First, the parameters: Everything in these files was generated based solely on two vuvuzela samples. #1 is the audio from the “Wanna hear the most annoying sound in the world?” videos [This was the vuvuzela audio that automatically played when you entered 4chan’s /b/ forum this past weekend. –Ed.], and #2 is a 4-second recording at http://en.wikipedia.org/wiki/File:Vuvuzela_single_note.ogg

As far as the recording of multiple vuvuzelas, Auto-Tune fails to detect a pitch and can’t apply any correction. But based on a human’s analysis, the instruments in the recording are playing “more or less” a B♭. Although Auto-Tune can’t *detect* the pitch, there’s nothing stopping us from applying a simple pitch shifter plugin, and manually configuring it to shift the sample a fixed number of pitches away from B♭. So for all instances of sample #1, that’s what I did. It doesn’t really sound very musical, although you can sort of almost hear what notes it’s trying to make.

Auto-Tune handles the single note version (sample #2) beautifully. In fact, it sounds less like a vuvuzela and more like something that came out of a MIDI file on my old Sound Blaster 16. Because of this, I chose sample #2 for the melodies.

The song I chose to butcher was Europe’s anthemic 1986 hit, “The Final Countdown.” Because really, why not? (Also, it’s one of the few popular melodies I knew how to play off the top of my head.) The melody is an unmodified copy of sample #2, edited so the onset of the sample lines up with the beginning of each note. Auto-Tune was set to target notes based on a MIDI track that I had recorded, with a very fast (some would say T-Pain-esque) retune speed. The result sounds like a synth horn with some missing lower harmonics — but it’s a whole lot better than the annoying droning sound we started with.

For the harmony, I set up three tracks which each played one note of the underlying chord triads. Because AutoTune couldn’t track the pitch in sample #1, I manually pitch-shifted each track at each chord change to play an approximation of the correct note. It still sounded like a pile of angry bees, but as if said pile of angry bees was attempting to harmonize. This is vuvuzela-1.mp3.

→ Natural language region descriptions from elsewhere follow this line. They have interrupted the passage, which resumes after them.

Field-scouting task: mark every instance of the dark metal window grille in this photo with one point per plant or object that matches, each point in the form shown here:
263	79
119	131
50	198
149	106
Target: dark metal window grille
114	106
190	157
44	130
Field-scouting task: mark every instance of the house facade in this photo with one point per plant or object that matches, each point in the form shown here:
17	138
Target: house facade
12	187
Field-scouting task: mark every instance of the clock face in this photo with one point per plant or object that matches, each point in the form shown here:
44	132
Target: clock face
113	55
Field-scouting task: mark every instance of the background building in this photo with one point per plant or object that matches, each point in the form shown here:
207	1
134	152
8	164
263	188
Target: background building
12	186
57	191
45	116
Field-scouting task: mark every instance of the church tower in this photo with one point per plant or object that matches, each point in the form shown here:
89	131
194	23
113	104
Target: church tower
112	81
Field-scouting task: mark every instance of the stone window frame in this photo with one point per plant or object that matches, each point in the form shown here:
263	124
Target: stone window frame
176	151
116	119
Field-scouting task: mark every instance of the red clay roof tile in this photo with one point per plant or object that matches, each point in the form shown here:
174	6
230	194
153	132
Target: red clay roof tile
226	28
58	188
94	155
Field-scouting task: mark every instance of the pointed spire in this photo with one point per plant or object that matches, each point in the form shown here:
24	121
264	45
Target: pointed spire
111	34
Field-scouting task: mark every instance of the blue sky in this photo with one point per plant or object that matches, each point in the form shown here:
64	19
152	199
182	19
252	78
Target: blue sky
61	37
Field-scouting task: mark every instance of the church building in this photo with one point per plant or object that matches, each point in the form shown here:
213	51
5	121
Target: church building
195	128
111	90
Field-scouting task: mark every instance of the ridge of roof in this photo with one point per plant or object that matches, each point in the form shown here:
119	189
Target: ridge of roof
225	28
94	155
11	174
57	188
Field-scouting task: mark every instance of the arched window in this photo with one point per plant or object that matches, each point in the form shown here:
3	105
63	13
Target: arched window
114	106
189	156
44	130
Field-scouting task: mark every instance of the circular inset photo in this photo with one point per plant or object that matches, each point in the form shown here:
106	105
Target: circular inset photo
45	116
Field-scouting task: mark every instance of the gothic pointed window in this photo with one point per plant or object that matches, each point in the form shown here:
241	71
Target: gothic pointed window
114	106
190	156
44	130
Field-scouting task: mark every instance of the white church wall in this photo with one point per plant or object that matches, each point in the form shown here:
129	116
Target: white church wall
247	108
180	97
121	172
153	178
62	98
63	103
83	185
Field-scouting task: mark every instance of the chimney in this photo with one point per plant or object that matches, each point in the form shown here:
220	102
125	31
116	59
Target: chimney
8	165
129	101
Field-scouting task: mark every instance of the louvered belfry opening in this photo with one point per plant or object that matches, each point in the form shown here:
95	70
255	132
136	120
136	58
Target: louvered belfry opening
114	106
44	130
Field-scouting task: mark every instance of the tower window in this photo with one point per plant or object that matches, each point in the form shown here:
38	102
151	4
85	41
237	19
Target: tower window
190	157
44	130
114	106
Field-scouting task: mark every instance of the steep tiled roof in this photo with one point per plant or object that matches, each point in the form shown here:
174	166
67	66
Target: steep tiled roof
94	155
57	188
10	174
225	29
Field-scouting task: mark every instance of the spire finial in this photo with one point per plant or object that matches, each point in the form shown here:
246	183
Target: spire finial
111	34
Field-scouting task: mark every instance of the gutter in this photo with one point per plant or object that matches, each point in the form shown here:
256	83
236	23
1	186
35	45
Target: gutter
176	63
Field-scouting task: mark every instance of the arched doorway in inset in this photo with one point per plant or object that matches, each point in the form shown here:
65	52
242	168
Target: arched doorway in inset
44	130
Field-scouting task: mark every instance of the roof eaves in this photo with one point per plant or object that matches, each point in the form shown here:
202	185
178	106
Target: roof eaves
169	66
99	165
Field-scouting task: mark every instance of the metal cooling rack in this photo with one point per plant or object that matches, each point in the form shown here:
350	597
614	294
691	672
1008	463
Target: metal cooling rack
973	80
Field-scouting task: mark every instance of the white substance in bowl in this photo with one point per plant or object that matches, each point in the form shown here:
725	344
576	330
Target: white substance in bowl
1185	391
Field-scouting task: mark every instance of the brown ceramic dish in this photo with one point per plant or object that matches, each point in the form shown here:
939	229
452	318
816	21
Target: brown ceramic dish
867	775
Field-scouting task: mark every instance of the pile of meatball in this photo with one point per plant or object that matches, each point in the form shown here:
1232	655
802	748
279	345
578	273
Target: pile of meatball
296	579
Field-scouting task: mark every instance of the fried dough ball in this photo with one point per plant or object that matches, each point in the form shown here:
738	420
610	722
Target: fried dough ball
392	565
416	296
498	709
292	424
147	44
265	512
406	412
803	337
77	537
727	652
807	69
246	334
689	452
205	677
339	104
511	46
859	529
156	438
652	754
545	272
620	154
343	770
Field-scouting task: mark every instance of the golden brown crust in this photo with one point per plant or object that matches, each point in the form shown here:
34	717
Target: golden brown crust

On a whim, I decided to replace all the instances of sample #1 with sample #2, properly Auto-Tuned. The result was a shrill, uninteresting mix that detracted from the melody and isn’t worth reproducing here. Before I dismissed the idea, I pitch-shifted the three chord tracks down an octave — which made the result fairly listenable! This is vuvuzela-2.mp3.

When you pitch-shift a vuvuzela down an octave then Auto-Tune it, it sounds kind of like the beginnings of a rock organ (but without the rotating leslie speaker effect.) Every time I play the vuvuzela-2 file, I can’t believe it was built entirely from one Wikipedia sample. It just doesn’t sound authentic — like something a Yamaha keyboard churned out. But it’s the real deal, I can attest to that.

I combined the two harmony techniques, using both samples #1 and #2, into the finished product. It sounds more authentic but slightly less musical. Still interesting.

So, to answer the question that nobody asked… Can you Auto-Tune a vuvuzela? Yes, you can AutoTune exactly *one* vuvuzela and it will sound like a MIDI instrument. Any more than that, and AutoTune will have more and more difficulty trying to determine the pitch.